We were taught that seek time is the dominant factor of access latency, and that “average seek time” is proportional to 1/3 of the number of tracks. The truth is much more complicated.
  • A seek consists of four phases, speedup (accelerating the head), coast (head travels at constant velocity), slowdown (deceleration of the head), and settle (the head aligns itself to the track). The way shouting causes access latency to spike is probably due to interfering in the settling phase.
  • There is more surface area towards the outer tracks than the inner tracks, and assuming that the disk is to have constant linear density in both x-y dimensions, the angular and radius differential will be non-linear. As thus, we could have either:
    • Constantly spaced tracks where inner tracks have fewer sectors and outer tracks have more sectors, or
    • Tracks with constant number of sectors, where inner tracks are further apart and outer tracks are closer, or
    • A hybrid model that is somewhere in between, depending on which geometry gives the better seek time.
Also, most disk drives nowadays expose a linear addressed sector scheme as opposed to CHS (cylinder, head, sector) which is specific to disk geometry. The linear addressing hides away the complex geometry that is disk specific, and all we care about nowadays is the seek time profile from one linear addressed sector to the other sectors.

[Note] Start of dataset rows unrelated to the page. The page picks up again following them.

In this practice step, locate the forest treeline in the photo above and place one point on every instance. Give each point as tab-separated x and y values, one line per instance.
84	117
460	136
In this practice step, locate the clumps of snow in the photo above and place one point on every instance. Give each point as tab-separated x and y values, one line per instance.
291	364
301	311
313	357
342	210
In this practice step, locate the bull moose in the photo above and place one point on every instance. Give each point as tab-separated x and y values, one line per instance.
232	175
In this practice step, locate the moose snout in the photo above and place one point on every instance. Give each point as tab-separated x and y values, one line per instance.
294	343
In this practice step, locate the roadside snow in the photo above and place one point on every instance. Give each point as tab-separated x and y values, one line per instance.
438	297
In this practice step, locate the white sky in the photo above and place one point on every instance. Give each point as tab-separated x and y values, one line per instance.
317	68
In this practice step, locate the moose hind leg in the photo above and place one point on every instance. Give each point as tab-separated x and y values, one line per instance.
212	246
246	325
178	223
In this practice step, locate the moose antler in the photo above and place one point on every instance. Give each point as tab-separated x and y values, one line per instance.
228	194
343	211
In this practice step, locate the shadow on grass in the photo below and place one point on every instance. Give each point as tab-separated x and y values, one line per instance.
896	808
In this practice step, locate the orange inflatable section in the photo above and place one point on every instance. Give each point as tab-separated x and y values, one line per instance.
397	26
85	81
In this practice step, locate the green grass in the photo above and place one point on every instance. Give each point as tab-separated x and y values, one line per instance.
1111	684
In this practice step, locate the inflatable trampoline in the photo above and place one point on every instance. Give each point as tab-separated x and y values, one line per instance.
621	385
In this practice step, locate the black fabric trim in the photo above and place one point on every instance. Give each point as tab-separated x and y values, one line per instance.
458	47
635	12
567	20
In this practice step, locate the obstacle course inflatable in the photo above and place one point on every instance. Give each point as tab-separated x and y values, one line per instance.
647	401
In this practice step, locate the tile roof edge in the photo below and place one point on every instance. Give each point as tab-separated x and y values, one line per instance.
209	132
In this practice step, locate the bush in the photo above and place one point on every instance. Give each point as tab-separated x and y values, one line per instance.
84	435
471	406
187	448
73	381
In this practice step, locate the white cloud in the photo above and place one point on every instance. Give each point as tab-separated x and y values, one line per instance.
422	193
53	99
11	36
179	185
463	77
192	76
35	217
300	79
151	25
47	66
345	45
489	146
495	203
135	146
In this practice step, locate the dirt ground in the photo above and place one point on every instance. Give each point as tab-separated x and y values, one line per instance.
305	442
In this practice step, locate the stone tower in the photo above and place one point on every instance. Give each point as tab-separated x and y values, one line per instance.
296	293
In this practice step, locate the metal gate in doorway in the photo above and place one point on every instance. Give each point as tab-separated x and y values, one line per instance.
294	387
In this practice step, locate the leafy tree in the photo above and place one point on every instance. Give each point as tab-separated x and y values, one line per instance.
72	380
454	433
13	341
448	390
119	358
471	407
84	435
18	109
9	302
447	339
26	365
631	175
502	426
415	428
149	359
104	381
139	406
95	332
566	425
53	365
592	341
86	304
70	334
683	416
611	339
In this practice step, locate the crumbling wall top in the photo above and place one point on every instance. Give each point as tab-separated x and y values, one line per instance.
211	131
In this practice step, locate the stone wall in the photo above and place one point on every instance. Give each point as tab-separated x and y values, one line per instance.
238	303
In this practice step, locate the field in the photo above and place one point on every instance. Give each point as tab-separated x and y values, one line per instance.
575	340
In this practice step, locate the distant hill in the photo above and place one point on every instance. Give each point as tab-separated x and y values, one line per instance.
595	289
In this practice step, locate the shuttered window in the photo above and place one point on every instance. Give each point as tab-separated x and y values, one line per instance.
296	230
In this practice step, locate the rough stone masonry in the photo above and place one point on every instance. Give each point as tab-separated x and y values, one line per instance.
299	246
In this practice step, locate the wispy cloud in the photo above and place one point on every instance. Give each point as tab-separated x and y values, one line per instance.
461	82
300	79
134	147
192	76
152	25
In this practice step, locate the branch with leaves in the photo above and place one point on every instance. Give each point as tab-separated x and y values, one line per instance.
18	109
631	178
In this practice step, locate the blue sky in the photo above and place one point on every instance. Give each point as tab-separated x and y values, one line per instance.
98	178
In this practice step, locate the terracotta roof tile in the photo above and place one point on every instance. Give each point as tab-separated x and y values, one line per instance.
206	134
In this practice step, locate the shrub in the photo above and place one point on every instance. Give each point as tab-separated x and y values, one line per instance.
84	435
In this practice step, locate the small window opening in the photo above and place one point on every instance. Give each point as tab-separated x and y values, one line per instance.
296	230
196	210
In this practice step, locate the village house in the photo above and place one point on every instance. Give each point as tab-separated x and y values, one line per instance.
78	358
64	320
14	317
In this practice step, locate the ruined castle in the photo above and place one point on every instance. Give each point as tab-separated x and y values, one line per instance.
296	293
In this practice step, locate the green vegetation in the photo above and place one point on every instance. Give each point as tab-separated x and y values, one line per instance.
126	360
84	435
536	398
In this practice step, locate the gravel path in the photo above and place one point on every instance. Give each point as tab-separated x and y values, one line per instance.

Quite interestingly, where as in the case of random accessed memory, temporal locality prevails spatial locality, it is the other way with disk drives. For random accessed memory, spatial locality at worst will cause n times performance degradation where n is the size of the cache line divided by the word size, a lack of temporal locality can often cause a total breakdown of the memory hierarchy. For disk access, the lack of temporal locality means that a group of n read/write operations that could previously be grouped together in one single seek sweep would have to be performed as different seeks back and forth, it is the lack of spatial locality of the on-disk data arrangement that causes the seek time to soar.

As part of a disk-based filesystem design, it should allow files accessed together to belong to a (spatial) locality group.

There are already databases that store columns into locality groups of columns, but that sort of locality group only affects the “virtual” linear address within a file, which by virtue of the filesystem may be fragmented throughout the disk.